Tutankhamón cogió un trozo del estuco que recubría la superficie de la puerta, lo desmenuzó en su mano y dejó caer el polvo blanco al suelo.

—¿Los cogieron a todos?

—Uno consiguió huir. No había entrado aún en la tumba y, cuando oyó que la guardia se acercaba, se dio a la fuga. El muy cobarde no avisó a los que quedaban en el interior, por eso los atraparon en plena fechoría. La tumba no tiene huecos donde esconderse.

—Ayúdame a bajar.

El tesorero no protestó aquella decisión. Le ofreció su brazo y Tutankhamón, aferrándose a él, fue esquivando los bloques de piedra que se habían desprendido de la puerta sellada y que cubrían los peldaños. Ambos pasaron a través del enorme agujero abierto por los asaltantes y descendieron la larga rampa que llevaba a la zona sagrada.

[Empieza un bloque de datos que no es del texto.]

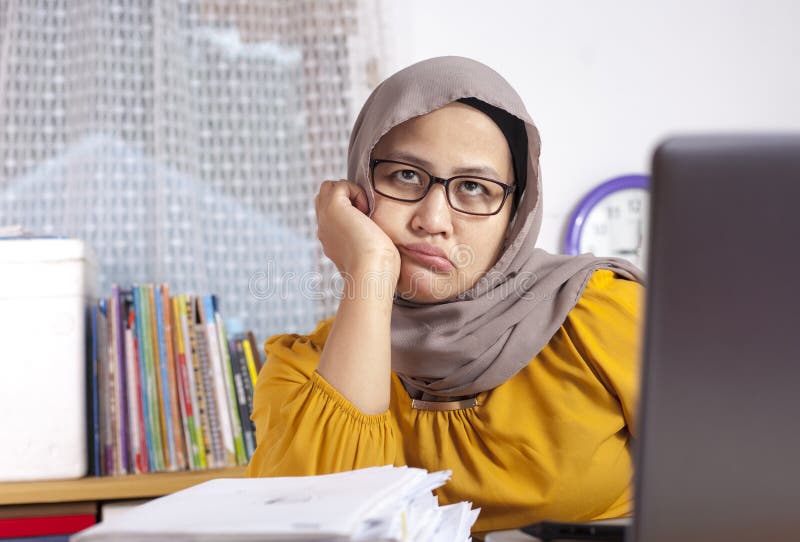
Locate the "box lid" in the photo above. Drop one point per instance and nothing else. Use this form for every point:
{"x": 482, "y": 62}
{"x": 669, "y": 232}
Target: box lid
{"x": 43, "y": 249}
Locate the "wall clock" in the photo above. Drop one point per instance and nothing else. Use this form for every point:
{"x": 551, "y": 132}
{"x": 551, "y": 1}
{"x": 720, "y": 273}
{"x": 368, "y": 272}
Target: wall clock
{"x": 611, "y": 220}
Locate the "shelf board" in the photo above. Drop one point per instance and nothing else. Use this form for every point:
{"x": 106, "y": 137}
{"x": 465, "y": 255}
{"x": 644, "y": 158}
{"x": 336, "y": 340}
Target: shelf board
{"x": 108, "y": 488}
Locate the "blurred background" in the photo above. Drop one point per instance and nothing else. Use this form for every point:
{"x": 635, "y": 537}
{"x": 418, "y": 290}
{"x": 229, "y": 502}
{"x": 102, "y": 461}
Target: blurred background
{"x": 185, "y": 140}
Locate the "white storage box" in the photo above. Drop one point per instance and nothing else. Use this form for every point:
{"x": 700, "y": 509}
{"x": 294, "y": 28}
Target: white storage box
{"x": 45, "y": 287}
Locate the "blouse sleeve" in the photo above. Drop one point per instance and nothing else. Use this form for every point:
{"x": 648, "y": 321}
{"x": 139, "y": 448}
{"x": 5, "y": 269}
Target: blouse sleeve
{"x": 605, "y": 326}
{"x": 304, "y": 426}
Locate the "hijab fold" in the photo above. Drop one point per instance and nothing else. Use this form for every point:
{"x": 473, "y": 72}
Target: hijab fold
{"x": 486, "y": 335}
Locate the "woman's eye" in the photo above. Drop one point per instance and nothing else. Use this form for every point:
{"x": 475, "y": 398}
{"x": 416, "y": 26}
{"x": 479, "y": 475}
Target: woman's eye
{"x": 473, "y": 188}
{"x": 407, "y": 176}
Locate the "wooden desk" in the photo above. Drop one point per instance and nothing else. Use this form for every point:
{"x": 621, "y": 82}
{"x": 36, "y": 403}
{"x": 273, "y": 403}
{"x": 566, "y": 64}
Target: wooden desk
{"x": 108, "y": 488}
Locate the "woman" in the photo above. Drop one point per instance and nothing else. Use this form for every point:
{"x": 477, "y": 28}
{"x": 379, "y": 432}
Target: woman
{"x": 458, "y": 345}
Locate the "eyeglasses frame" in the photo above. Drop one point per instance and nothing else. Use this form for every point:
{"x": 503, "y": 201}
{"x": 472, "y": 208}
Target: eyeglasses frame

El diseño de la tumba estaba pensado para dejar pasar los rayos del sol hasta la zona más profunda: la cámara funeraria. Durante las primeras horas de la mañana no era necesaria ninguna lámpara, la visibilidad era suficiente para caminar y ver lo que había alrededor. Tutankhamón se percató de que todos los relieves que contenían escenas en las que se representaba a Nefertiti y a su padre estaban dañados. La pintura había empezado a desprenderse y en algunas partes resultaba casi imposible identificar lo representado. Las marcas de los golpes de los mazos eran evidentes en toda la superficie. El trabajo de los ladrones había sido meticuloso. Borrar la imagen y el nombre de una persona era incluso peor que la aniquilación física del individuo. Borrar su nombre implicaba la destrucción eterna, impedía la continuidad de su existencia.